In order to maximize the public health benefits and utility of this rapid testing capability, the FDA and HHS should explore appropriate flexibilities in their regulatory standards to better enable the commercialization of additional accurate and timely rapid tests. home and be accessible through a counter (OTC) for the general public.

Along with the clinical value of PCR diagnostics for confirming an individual’s infection, the ability to have faster notification times and home access is not just a matter of convenience, but of health benefit. public to specifically detect when someone is infectious and provide accurate and actionable information. information on the risk of transmission. Yet despite the different functions between clinical diagnosis and mitigation of transmission, the FDA sets the same validation standards for these rapid antigenic tests as for more extensive PCR diagnostic tests, which can remain positive even beyond the window of isolation of an individual. Currently, a rapid antigen test seeking an over-the-counter EUA for home use should demonstrate an 80% sensitivity, including in asymptomatic individuals, to a PCR test. Still, the Centers for Disease Control and Prevention (CDC) recognizes that people who have already recovered from COVID-19 may still have detectable virus samples for three months, suggesting that this reality could be taken into account when considering assessment of test sensitivity standards. Given the public health benefit of the immediate and actionable information that a home-based rapid can provide, it may be possible to maintain accuracy without applying a threshold of sensitivity commensurate with the window of positivity result longer than. ‘a PCR test can detect.

While I strongly support the work of the FDA to ensure the highest quality and confidence in the tests on the market, especially PCR diagnostics to confirm infection, there may be value and a credible way to ensure accuracy while exploring a flexible public health approach for rapid testing to demonstrate another threshold of sensitivity given the distinct role they can play. There are currently a few rapid antigen test products on the market which may be suitable as susceptibility predicates in such a public health standard.

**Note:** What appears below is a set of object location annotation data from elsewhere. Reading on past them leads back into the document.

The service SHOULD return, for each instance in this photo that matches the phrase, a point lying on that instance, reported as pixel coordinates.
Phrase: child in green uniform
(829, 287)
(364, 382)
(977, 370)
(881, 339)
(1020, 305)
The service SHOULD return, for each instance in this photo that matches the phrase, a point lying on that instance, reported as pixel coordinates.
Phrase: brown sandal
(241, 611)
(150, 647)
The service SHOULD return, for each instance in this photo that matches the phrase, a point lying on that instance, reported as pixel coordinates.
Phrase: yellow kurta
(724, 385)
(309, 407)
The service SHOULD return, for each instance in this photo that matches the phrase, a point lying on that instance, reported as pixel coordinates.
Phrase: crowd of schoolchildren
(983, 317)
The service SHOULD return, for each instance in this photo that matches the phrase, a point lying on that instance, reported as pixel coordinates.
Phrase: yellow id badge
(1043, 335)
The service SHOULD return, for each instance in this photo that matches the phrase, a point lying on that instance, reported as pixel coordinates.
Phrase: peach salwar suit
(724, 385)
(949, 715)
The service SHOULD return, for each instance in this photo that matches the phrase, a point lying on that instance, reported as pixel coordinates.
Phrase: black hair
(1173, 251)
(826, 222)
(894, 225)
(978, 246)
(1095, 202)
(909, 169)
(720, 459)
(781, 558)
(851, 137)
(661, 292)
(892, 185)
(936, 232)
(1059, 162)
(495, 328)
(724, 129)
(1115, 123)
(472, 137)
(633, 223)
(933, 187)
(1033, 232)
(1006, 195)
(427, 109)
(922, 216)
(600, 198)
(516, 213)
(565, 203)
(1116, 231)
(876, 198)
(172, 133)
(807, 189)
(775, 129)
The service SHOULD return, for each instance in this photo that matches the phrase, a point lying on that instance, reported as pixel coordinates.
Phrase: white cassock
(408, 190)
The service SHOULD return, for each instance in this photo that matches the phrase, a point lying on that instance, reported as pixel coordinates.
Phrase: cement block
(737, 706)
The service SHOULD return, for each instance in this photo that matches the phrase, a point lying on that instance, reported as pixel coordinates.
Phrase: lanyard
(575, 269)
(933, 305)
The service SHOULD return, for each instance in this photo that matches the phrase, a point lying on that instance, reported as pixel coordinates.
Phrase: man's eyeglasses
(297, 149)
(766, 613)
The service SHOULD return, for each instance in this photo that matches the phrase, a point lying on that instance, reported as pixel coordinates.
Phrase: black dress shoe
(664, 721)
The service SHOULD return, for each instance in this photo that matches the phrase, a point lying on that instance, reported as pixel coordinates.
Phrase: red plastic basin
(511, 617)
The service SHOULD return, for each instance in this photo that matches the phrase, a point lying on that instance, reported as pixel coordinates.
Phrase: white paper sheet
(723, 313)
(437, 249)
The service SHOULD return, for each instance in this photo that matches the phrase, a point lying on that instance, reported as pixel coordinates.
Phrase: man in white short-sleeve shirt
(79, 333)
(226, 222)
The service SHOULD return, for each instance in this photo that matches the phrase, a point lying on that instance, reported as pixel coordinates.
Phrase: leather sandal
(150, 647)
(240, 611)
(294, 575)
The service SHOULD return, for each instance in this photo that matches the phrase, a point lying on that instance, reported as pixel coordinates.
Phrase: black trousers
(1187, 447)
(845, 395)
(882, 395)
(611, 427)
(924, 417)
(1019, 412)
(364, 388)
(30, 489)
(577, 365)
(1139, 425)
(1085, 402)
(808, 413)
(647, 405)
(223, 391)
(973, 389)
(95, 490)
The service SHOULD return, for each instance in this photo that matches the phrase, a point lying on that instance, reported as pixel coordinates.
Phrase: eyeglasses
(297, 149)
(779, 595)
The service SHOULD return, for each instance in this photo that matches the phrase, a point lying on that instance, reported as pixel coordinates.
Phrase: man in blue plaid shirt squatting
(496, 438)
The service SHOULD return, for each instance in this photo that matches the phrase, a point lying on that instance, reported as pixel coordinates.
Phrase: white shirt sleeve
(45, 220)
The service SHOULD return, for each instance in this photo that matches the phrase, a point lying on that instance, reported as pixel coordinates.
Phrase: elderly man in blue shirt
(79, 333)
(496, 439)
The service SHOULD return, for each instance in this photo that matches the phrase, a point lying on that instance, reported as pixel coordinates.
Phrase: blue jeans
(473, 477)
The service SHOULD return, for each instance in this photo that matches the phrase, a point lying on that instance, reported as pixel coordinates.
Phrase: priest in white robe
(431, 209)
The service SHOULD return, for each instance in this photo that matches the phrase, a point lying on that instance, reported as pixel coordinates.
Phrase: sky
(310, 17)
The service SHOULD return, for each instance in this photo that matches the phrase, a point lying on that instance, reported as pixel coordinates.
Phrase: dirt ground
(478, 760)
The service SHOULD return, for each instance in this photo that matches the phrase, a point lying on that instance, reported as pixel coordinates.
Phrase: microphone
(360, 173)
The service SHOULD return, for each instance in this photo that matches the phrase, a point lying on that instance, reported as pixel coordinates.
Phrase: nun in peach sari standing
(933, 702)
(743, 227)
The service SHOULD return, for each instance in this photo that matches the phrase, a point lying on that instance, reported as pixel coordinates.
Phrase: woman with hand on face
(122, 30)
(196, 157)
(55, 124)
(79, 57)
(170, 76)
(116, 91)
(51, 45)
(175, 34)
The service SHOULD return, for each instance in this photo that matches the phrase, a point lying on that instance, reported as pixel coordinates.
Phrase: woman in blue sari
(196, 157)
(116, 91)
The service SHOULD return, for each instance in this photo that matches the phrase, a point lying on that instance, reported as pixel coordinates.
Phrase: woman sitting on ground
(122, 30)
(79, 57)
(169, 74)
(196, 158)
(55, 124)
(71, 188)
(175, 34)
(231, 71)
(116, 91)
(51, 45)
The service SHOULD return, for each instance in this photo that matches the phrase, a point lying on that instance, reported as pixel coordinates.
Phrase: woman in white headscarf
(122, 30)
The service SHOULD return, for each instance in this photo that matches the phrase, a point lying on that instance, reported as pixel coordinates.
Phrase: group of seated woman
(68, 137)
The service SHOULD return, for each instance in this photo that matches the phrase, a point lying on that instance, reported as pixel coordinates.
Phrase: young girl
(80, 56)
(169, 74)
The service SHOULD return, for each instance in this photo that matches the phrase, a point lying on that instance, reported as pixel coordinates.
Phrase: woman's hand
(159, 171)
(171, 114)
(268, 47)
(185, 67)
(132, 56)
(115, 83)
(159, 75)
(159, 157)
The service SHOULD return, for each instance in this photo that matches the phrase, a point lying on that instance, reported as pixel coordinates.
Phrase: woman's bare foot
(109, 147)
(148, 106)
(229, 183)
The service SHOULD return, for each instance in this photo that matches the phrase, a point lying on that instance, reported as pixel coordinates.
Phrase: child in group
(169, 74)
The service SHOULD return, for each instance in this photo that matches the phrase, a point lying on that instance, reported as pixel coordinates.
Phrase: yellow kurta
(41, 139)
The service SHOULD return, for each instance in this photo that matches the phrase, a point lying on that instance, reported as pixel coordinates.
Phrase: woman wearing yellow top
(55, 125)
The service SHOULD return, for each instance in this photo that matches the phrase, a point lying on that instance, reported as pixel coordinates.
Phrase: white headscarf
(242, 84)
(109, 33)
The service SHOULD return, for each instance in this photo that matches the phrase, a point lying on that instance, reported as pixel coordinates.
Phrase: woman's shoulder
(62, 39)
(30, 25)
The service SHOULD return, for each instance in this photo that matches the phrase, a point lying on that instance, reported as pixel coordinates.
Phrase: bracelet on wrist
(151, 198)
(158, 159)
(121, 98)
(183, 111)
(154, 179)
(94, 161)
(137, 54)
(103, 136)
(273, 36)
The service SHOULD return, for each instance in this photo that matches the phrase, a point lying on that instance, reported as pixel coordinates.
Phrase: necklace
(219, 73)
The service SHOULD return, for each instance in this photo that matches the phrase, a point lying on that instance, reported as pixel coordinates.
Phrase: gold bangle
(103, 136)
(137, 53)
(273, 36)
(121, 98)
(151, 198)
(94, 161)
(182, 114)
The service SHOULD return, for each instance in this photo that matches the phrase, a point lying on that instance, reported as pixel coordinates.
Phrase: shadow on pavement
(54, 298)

Attention to the promise of rapid home testing is only one aspect of the country’s larger testing infrastructure, and it should not come at the expense of further support for PCR testing capacity. , which remains the most common and accurate form of testing. . In exploring a framework that reflects the reality of this public health testing capability, it remains important that home testing administration is properly authenticated and that relevant data results are shared with public health authorities to ensure a precise and complete picture of the transmission level. in a community. As the FDA and HHS work with manufacturers of rapid home tests, visibility of results will remain an important function.

I also urge the HHS to continue its efforts to use funds allocated by Congress from the US bailout and previous COVID-19 aid legislation, to ensure that the tests authorized by the FDA are widely disseminated, accessible in high-risk and affordable communities so that cost is not a barrier to this public health tool, as many peer countries have done. Thank you for considering this request to help promote our common public health and screening goals.

Truly,

-30-


Source link

Leave a Reply

Your email address will not be published.